Level of Access Assigned by Author

Campus-Only Thesis

Degree Name

Master of Arts (MA)

Department

English

Advisor

Greg Howard

Second Committee Member

Dave Kress

Third Committee Member

Richard Brucher

Abstract

Ghost stories have served integral functions to various societies: a confrontation of mortality, an explanation of uncontrollable and seemingly supernatural events, an aid in the grieving process for loved ones, an exploration of the human soul and psyche, an expression of the inexplicable desire to live in eternity. Even in an age and society that views itself as rational and scientific, the ghost story continues to evolve through the use of new media. New patterns of social Spiritualism pervade the cultural imagination through the dissemination of the ghost story via television, film, and social media.

This thesis seeks to join this conversation, not for the purpose of confirming or denying the existence of spirits or an afterlife, but rather to analyze the various functions of the ghost story in society – what needs they serve, what desires they unearth, and what the changing conventions of the classic ghost story reveal about the ways society itself is changing. With this aim in mind, this collection of original ghost stories traverses various traditions of the ghost story, and explores what functions they serve in the societies that foster them. The stories within also aim to continue those traditions in new and creative ways for the contemporary era.

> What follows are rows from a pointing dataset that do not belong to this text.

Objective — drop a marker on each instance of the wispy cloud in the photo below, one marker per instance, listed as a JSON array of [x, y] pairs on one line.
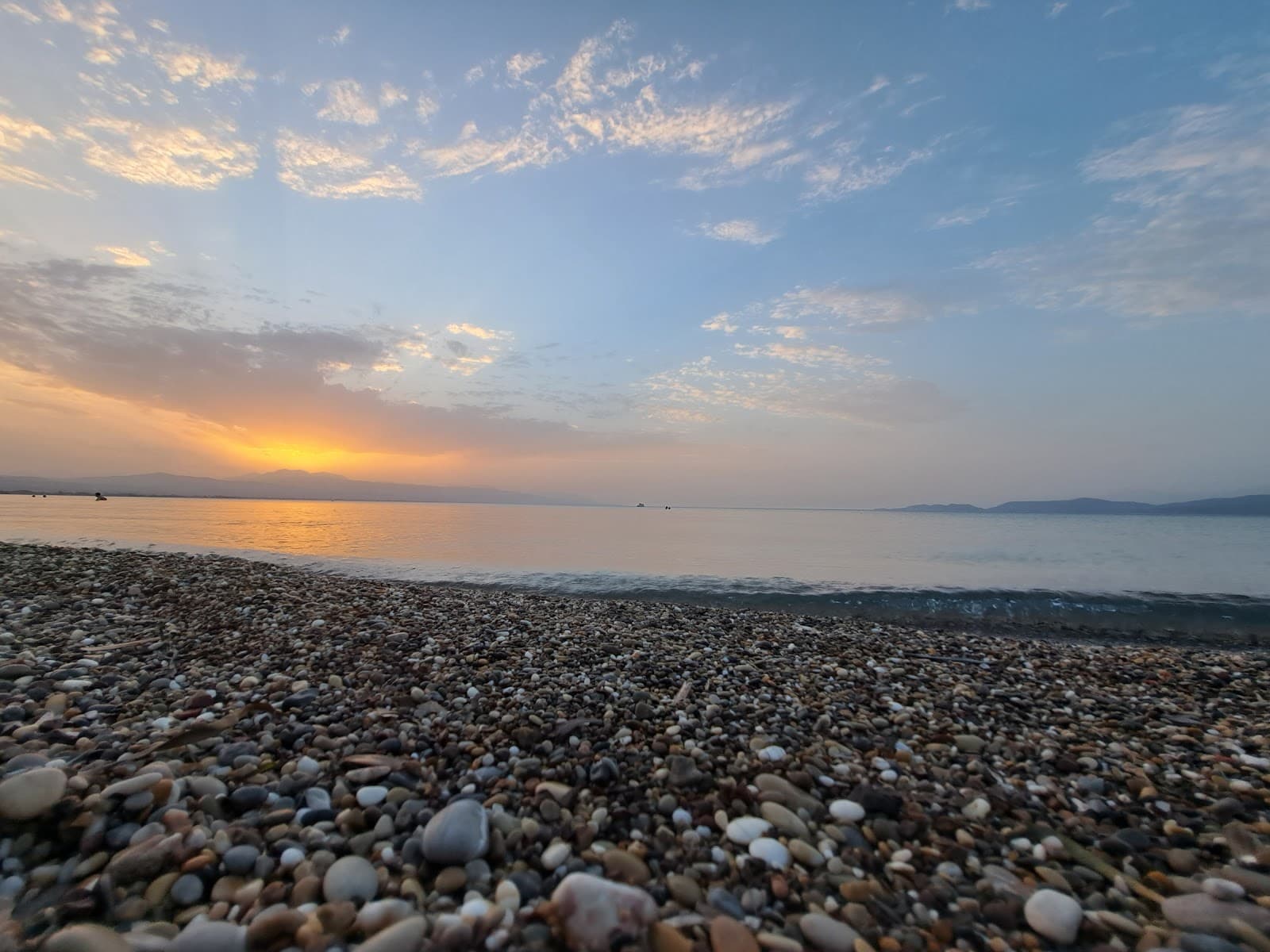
[[848, 306], [850, 393], [186, 63], [321, 169], [425, 107], [125, 257], [75, 325], [340, 37], [743, 230], [521, 65], [478, 332], [21, 12], [1183, 235], [348, 102], [721, 321], [391, 95], [181, 156]]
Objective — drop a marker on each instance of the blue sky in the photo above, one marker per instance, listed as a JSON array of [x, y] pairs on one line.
[[829, 254]]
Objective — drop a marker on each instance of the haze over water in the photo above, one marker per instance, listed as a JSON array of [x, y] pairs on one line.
[[1185, 573]]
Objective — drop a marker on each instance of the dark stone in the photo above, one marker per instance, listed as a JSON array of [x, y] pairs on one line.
[[248, 797]]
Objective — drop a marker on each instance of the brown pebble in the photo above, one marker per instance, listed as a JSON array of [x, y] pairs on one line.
[[667, 939], [729, 936]]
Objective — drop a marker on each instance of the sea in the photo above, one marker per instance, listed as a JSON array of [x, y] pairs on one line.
[[1172, 575]]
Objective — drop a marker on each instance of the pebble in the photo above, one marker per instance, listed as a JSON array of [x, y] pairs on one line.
[[746, 829], [729, 936], [207, 936], [846, 812], [556, 856], [1054, 916], [187, 890], [598, 916], [31, 793], [772, 852], [827, 935], [620, 736], [403, 937], [457, 835], [349, 877], [239, 861], [86, 939]]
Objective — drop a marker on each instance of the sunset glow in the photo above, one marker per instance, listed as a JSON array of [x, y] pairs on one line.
[[802, 257]]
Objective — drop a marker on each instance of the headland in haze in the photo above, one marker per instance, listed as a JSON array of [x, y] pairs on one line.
[[1230, 505]]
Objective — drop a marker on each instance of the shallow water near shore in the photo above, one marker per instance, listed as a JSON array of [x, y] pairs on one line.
[[1185, 574]]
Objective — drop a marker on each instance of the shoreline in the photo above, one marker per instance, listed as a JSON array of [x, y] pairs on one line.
[[876, 606], [817, 782]]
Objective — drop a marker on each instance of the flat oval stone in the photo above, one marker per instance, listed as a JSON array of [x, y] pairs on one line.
[[827, 935], [207, 936], [729, 936], [239, 861], [746, 829], [352, 879], [1054, 916], [846, 812], [772, 852], [31, 793], [403, 937], [86, 939], [457, 835]]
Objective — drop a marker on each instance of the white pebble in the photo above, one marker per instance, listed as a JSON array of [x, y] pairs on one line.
[[747, 829], [772, 852], [846, 812]]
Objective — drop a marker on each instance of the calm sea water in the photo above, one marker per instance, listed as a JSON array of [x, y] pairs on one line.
[[1181, 573]]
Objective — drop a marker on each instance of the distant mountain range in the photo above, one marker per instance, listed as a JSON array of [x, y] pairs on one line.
[[1235, 505], [279, 484]]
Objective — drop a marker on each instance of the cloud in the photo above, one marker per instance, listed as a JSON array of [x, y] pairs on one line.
[[18, 133], [476, 332], [878, 86], [810, 355], [71, 323], [323, 169], [711, 129], [340, 37], [21, 12], [474, 154], [125, 257], [203, 69], [967, 215], [347, 102], [620, 111], [848, 393], [721, 321], [738, 230], [425, 107], [846, 171], [848, 306], [1184, 232], [178, 156], [521, 65], [391, 95]]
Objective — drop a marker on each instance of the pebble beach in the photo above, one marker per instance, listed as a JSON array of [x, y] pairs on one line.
[[207, 754]]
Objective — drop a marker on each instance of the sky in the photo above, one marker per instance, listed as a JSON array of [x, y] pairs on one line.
[[841, 254]]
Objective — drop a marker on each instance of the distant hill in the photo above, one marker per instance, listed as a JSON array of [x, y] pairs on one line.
[[1236, 505], [279, 484]]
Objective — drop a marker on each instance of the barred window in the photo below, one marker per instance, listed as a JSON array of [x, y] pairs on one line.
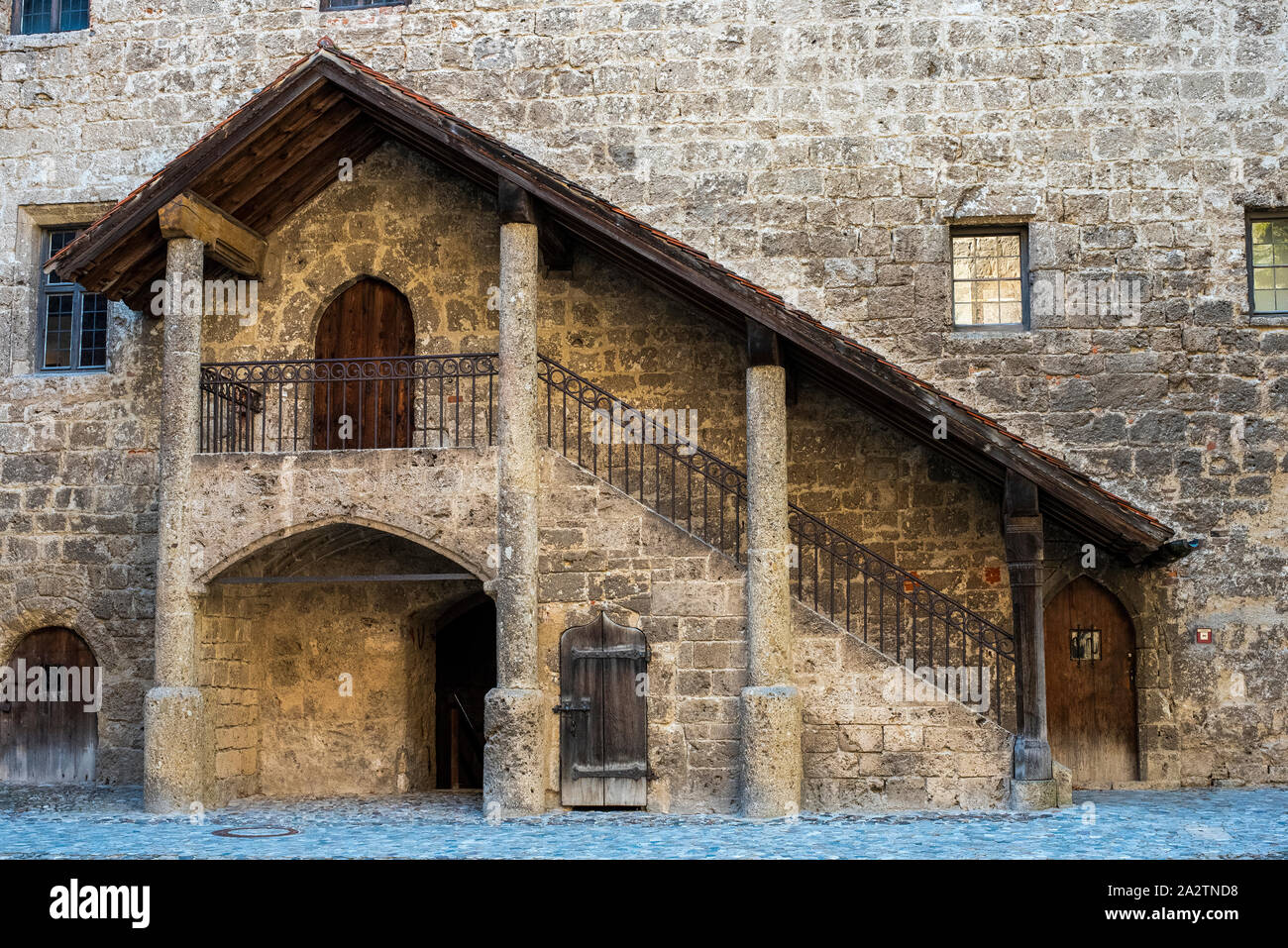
[[991, 277], [1267, 263], [50, 16], [72, 322]]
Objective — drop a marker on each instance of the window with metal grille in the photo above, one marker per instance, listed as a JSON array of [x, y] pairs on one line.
[[72, 322], [991, 287], [357, 4], [1267, 263], [50, 16]]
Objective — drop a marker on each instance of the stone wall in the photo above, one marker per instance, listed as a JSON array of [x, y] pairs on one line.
[[818, 146], [874, 743]]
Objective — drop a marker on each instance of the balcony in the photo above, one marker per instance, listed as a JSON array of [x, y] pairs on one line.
[[329, 404]]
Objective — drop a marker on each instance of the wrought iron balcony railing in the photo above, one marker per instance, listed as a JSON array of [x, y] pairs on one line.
[[301, 404]]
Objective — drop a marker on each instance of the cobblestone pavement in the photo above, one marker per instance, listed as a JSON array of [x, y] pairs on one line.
[[110, 822]]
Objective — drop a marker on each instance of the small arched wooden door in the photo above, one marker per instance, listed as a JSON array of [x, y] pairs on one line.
[[603, 710], [50, 736], [1090, 677], [360, 339]]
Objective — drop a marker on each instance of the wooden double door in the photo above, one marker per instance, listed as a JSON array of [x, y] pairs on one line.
[[360, 339], [603, 710], [1090, 678]]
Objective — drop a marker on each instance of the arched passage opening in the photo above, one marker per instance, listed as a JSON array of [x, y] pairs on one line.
[[1090, 679], [464, 638], [51, 691], [320, 660]]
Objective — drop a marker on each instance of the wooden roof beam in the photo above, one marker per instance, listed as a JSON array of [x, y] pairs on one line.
[[228, 241]]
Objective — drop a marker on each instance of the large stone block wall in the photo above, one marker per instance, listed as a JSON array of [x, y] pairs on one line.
[[818, 146], [599, 550], [441, 252], [871, 746]]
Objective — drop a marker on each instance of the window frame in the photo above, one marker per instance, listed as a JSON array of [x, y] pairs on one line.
[[1020, 231], [1252, 217], [349, 5], [55, 18], [50, 287]]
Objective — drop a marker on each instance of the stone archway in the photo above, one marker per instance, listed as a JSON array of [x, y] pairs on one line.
[[1150, 620], [51, 694], [318, 681]]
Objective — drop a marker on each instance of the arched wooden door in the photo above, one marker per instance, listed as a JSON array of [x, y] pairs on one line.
[[603, 710], [361, 337], [1090, 674], [52, 738]]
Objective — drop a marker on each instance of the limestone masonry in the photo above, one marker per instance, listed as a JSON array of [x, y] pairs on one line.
[[829, 151]]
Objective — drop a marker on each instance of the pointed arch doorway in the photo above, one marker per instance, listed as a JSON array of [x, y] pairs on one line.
[[360, 339], [1091, 678]]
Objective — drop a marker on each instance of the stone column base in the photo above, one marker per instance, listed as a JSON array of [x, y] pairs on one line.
[[1063, 779], [514, 753], [175, 751], [1034, 794], [772, 776]]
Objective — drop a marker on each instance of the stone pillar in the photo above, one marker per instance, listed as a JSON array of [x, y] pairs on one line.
[[175, 749], [1033, 785], [771, 707], [514, 754]]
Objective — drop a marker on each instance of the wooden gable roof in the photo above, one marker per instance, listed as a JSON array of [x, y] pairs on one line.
[[283, 146]]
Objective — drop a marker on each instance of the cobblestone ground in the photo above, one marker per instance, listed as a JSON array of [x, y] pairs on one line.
[[110, 822]]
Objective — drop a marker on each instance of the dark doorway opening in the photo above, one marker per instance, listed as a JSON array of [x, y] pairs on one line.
[[465, 672], [360, 339], [1090, 678], [50, 734]]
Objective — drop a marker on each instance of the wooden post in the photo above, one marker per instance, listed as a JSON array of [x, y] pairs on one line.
[[1022, 526]]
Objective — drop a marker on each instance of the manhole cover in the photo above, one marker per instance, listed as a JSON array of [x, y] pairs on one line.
[[256, 832]]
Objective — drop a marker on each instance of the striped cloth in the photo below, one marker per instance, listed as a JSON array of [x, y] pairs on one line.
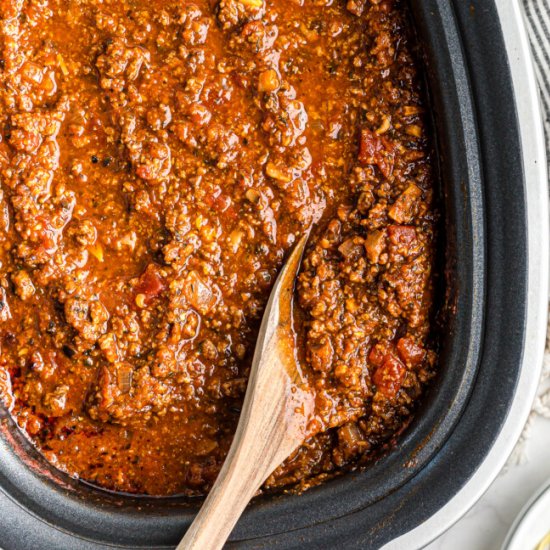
[[537, 19]]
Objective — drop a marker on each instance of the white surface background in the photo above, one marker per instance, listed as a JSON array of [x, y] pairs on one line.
[[486, 525]]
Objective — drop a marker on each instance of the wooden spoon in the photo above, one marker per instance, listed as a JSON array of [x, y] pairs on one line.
[[274, 419]]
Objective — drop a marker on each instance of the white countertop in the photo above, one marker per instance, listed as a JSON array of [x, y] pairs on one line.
[[486, 525]]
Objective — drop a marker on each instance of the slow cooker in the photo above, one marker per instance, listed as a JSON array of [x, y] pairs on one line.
[[494, 192]]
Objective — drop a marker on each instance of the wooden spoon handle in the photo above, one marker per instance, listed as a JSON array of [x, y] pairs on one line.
[[272, 424], [221, 510]]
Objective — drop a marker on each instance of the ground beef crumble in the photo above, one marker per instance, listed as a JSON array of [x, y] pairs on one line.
[[158, 160]]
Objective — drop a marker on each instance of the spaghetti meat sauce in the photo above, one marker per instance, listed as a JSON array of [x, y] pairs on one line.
[[158, 160]]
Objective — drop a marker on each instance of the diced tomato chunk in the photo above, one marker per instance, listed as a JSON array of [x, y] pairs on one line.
[[376, 355], [376, 150], [151, 283], [389, 376], [410, 352]]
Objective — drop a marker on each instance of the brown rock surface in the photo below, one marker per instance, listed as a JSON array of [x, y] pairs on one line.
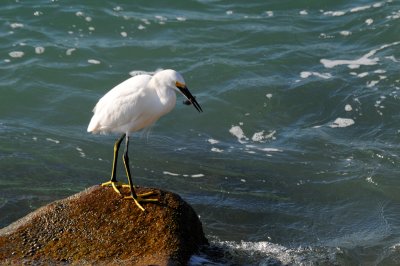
[[97, 226]]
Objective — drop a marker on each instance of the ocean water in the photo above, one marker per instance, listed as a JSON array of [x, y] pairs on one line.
[[294, 160]]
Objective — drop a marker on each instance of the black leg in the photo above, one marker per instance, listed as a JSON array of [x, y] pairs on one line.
[[116, 149], [128, 172]]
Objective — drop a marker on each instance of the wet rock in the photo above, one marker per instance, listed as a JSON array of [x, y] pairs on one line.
[[99, 226]]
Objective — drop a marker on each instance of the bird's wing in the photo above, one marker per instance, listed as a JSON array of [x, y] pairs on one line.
[[116, 108]]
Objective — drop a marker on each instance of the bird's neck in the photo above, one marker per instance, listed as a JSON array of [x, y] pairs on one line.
[[167, 97]]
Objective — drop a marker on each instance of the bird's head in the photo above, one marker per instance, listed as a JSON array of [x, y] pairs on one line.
[[178, 83]]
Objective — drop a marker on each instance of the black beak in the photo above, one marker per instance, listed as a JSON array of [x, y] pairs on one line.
[[190, 98]]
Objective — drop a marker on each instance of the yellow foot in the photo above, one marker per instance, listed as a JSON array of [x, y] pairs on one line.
[[140, 198], [114, 185]]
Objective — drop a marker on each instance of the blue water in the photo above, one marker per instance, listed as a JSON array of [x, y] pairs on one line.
[[295, 156]]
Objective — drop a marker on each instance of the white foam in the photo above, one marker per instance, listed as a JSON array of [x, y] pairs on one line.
[[197, 175], [53, 140], [271, 150], [262, 137], [213, 141], [69, 51], [39, 50], [238, 133], [16, 54], [16, 25], [361, 75], [360, 8], [342, 122], [345, 33], [364, 60], [269, 13], [213, 149], [170, 173], [93, 61], [348, 108], [334, 13], [372, 83], [306, 74], [142, 72], [351, 63], [369, 21], [370, 180]]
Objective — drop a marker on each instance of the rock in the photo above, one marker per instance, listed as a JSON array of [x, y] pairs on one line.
[[97, 226]]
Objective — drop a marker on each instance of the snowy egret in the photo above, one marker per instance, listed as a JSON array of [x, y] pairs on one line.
[[132, 105]]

Critical research and readings into various types of ghost stories provide a context for different narrative types, which all explore human reactions to ghosts and hauntings. The narratives also investigate the seeming necessity of cultures to relate ghost stories – those certain attachments that societies and individuals form to concepts of death, and life beyond death.

Through various uses of the fictive space, it is determined that, though its existence may be believed, questioned, or denied, a ghost lives in the telling of its story. The ghost story is understood as a powerful cultural artifice, used for many purposes, and to some degree necessary to our understanding of the world and our place in it.